有料老人ホーム探しのポイント
■新しい有料老人ホームが開所と同時に100%埋まってしまうということはありません。これからの生活の基盤になるのですから、現状の焦りや不安から逃れるためではなく、最も家族や本人の希望を取り入れた新しい生活のために、じっくり比較して、ゆっくり探すという心の余裕を持つことが大切です。
■有料老人ホーム選びの大切な要素は、「立地」「サービス内容」「価格」です。ただし、有料老人ホームのサービスや価格は多様化していますので、「介護サービスが手厚い」「24時間看護師常駐」「基本サービス中心だが低額」など、ホーム毎にセールスポイントは違います。ですから、どのようなポイントに重点を置くのかを、事前に話し合っておくことが必要です。

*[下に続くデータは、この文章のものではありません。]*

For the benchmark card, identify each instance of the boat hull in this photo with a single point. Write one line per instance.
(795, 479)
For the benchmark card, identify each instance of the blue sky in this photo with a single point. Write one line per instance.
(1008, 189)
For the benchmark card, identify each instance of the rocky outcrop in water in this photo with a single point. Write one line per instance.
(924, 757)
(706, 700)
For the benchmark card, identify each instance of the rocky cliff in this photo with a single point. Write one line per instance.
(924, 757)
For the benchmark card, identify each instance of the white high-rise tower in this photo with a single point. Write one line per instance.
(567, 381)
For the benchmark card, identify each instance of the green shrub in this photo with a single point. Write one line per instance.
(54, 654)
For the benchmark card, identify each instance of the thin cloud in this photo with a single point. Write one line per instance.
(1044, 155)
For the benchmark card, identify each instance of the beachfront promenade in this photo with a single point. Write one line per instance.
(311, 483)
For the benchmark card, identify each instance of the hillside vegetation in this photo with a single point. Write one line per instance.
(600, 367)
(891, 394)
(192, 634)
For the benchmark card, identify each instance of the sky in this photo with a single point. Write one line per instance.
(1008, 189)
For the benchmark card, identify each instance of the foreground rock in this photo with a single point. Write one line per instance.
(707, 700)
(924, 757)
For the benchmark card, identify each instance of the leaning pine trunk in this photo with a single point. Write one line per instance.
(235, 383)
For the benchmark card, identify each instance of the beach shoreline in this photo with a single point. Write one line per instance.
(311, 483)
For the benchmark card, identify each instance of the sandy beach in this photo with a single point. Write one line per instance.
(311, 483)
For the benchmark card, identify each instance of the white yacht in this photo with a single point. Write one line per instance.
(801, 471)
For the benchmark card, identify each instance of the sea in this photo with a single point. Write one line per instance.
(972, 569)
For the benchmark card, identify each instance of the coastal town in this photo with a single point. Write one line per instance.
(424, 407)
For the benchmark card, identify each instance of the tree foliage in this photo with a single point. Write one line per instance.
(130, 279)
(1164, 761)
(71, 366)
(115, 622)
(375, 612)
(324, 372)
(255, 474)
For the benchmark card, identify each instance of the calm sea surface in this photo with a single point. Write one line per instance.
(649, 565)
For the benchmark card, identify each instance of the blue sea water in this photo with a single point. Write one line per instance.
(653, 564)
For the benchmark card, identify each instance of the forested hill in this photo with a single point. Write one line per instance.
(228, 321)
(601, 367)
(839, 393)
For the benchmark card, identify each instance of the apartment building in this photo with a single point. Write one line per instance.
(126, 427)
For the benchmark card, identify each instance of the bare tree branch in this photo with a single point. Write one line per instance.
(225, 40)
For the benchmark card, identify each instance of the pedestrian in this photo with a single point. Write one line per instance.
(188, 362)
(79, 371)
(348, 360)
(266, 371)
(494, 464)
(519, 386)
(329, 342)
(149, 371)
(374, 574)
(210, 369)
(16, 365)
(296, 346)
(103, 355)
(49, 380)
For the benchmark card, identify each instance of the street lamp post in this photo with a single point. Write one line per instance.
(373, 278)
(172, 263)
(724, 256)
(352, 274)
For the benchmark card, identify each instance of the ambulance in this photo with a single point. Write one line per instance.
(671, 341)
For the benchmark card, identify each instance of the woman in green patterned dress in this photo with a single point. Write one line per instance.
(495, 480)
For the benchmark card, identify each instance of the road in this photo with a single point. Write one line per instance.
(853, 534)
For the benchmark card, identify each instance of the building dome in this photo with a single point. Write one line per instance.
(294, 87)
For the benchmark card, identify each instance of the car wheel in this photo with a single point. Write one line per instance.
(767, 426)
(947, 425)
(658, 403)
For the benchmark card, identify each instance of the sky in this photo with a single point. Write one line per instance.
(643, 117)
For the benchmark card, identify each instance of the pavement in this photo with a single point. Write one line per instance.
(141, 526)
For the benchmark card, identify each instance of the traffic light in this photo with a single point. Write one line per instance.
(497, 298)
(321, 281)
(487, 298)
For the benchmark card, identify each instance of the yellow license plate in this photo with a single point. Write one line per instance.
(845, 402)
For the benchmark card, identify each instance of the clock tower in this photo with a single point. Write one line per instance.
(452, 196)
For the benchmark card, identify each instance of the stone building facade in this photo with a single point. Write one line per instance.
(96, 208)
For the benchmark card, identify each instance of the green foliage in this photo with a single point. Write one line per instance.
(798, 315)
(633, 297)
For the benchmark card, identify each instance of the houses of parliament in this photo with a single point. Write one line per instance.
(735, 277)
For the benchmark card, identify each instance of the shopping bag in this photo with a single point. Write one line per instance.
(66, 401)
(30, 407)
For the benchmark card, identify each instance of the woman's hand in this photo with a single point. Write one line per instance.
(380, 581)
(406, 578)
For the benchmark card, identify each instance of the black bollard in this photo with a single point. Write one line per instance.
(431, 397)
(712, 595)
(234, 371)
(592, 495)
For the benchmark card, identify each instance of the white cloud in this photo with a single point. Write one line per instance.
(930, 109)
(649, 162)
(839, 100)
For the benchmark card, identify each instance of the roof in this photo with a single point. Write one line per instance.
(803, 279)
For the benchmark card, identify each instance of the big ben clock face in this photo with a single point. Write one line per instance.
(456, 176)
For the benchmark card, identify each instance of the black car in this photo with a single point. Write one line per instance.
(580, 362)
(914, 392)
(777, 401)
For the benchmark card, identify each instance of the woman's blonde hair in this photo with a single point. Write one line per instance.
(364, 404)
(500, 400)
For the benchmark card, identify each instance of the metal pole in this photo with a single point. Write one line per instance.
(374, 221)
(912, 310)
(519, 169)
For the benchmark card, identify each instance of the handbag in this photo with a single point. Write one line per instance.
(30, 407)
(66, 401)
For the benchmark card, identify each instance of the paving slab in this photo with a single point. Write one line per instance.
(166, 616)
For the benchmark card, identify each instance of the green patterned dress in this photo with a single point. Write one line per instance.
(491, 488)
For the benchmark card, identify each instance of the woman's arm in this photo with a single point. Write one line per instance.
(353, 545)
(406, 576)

■「有料老人ホーム選びは、多様化している有料老人ホームを比較・検討することです。有料老人ホームは特別養護老人ホームのような老人福祉施設ではありません。ですから、たくさんのホームを比較すればするほど、「AホームとBホームは、一時金の償却方法違うな!」「同じ介護付でもスタッフの数が違うな!」「このホームは食事が別料金か!」など、有料老人ホーム毎に、そのサービス内容や価格設定の方法、スタッフ教育の質が大きく違うということがわかってきます。少なくとも3社、できれば5社〜10社の有料老人ホームを比較・検討しないと、その概要をつかむことはできません。評判や紹介だけで選ぶのではなく、複数の有料老人ホームを比較・検討・見学を行うことが、不可欠です。

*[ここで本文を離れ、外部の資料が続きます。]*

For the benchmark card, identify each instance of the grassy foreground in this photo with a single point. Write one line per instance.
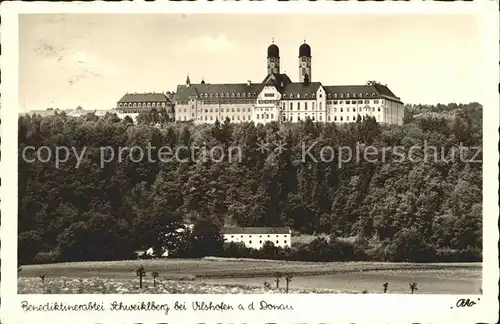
(185, 269)
(63, 285)
(237, 276)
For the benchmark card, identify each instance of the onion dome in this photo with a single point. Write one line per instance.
(273, 51)
(305, 50)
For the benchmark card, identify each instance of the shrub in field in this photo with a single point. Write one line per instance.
(155, 275)
(46, 257)
(140, 272)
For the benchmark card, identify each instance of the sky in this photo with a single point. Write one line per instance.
(92, 60)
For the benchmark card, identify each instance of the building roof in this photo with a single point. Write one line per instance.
(273, 51)
(145, 97)
(222, 90)
(256, 230)
(359, 92)
(305, 50)
(300, 88)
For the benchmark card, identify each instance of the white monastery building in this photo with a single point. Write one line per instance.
(279, 99)
(255, 237)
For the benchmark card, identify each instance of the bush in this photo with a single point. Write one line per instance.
(46, 257)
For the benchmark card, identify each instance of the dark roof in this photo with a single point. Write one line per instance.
(360, 92)
(278, 80)
(384, 90)
(199, 90)
(144, 97)
(305, 50)
(256, 230)
(300, 88)
(273, 51)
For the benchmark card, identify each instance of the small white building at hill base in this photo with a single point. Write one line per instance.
(255, 237)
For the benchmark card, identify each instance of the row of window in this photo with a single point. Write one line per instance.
(290, 106)
(222, 117)
(225, 102)
(348, 102)
(228, 95)
(291, 95)
(349, 95)
(241, 101)
(354, 109)
(313, 118)
(320, 118)
(264, 116)
(238, 109)
(260, 102)
(142, 104)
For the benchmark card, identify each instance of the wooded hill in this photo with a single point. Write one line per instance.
(94, 213)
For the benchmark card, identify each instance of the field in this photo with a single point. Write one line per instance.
(214, 275)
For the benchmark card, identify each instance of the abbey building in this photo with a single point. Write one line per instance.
(278, 98)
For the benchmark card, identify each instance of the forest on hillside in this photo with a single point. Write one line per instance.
(387, 206)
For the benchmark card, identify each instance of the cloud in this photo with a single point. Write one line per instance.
(210, 45)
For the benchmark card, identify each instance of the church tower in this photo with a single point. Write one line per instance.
(273, 59)
(304, 62)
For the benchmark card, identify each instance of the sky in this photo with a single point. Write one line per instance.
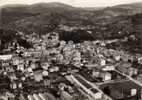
(76, 3)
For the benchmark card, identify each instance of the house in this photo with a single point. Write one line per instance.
(5, 57)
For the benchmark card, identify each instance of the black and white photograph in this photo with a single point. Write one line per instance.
(70, 49)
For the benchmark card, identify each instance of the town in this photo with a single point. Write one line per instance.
(64, 70)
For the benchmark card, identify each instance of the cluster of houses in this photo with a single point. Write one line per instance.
(49, 53)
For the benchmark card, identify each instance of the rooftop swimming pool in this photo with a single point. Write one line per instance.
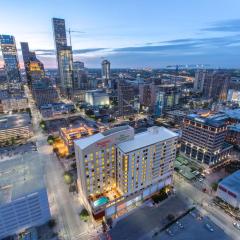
(100, 201)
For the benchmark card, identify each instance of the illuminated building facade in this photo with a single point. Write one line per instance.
(65, 60)
(11, 62)
(106, 73)
(33, 67)
(117, 169)
(203, 138)
(216, 85)
(166, 98)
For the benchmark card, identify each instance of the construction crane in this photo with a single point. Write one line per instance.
(70, 36)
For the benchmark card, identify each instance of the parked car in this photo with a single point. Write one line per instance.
(209, 227)
(236, 225)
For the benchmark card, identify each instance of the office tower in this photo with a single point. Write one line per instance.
(166, 98)
(33, 67)
(106, 73)
(126, 98)
(59, 30)
(80, 80)
(44, 92)
(65, 60)
(216, 85)
(199, 80)
(147, 95)
(10, 57)
(23, 196)
(117, 168)
(203, 138)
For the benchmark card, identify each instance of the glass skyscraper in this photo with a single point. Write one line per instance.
(10, 57)
(65, 61)
(64, 57)
(33, 67)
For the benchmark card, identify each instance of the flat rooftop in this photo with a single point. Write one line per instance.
(147, 138)
(14, 121)
(235, 127)
(215, 120)
(232, 182)
(85, 142)
(20, 176)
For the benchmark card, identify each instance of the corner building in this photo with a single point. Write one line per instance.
(118, 169)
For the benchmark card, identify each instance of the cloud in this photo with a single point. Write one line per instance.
(51, 52)
(224, 26)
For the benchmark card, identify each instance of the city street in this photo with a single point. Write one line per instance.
(65, 208)
(203, 202)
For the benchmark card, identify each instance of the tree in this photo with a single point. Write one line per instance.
(170, 217)
(214, 186)
(52, 223)
(84, 215)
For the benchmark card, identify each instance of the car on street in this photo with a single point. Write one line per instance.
(169, 232)
(179, 224)
(209, 227)
(236, 225)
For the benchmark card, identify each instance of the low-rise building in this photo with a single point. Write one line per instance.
(10, 102)
(203, 138)
(229, 189)
(15, 127)
(233, 135)
(23, 196)
(56, 109)
(44, 93)
(96, 97)
(118, 169)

■初めて有料老人ホームの見学に行くと、その建物や設備の豪華さに驚き、事前にサービス内容を比較・検討していても、建物や雰囲気に飲まれてしまう人がいます。しかし、要介護状態の高齢者が有料老人ホームで快適に生活するためには、仕様の豪華さよりも、「移動のしやすさ」「使いやすさ」が、より重要になってきます。また、興味のないようなレクレーションや使えないような設備が多く準備されていても、それは費用がかさむだけで何の意味もありません。必要な設備やサービスは、入居者の身体的状況や希望によって大きく違いますから、見学をより有意義なものとするためには、入居者の実際の生活をイメージすることです。
■有料老人ホーム選びは、ほとんどの人にとって初めての経験ですから、契約書や重要事項説明書を読んでもわからないことや、新しい疑問は次々とでてきます。また、他のホームの見学で聞いた新しい情報によって発生する新たな疑問や、入居者や家族それぞれの個別の希望や心配もあるでしょう。
せっかく事前に準備していても、「個人的なことは恥ずかしくて聞けない」「経営のことやトラブルについては質問しにくい」という話をよく聞きます。しかし、聞きにくい、答えにくい質問はすべて重要なポイントですし、対応の難しい希望やニーズに対して、どのように答えるかで、そのホームの経営体質や誠意を読み取ることができます。有料老人ホームは高額商品なだけでなく、これからのご家族の生活の根幹となるものです。疑問は何度でも納得するまで確認する必要があります。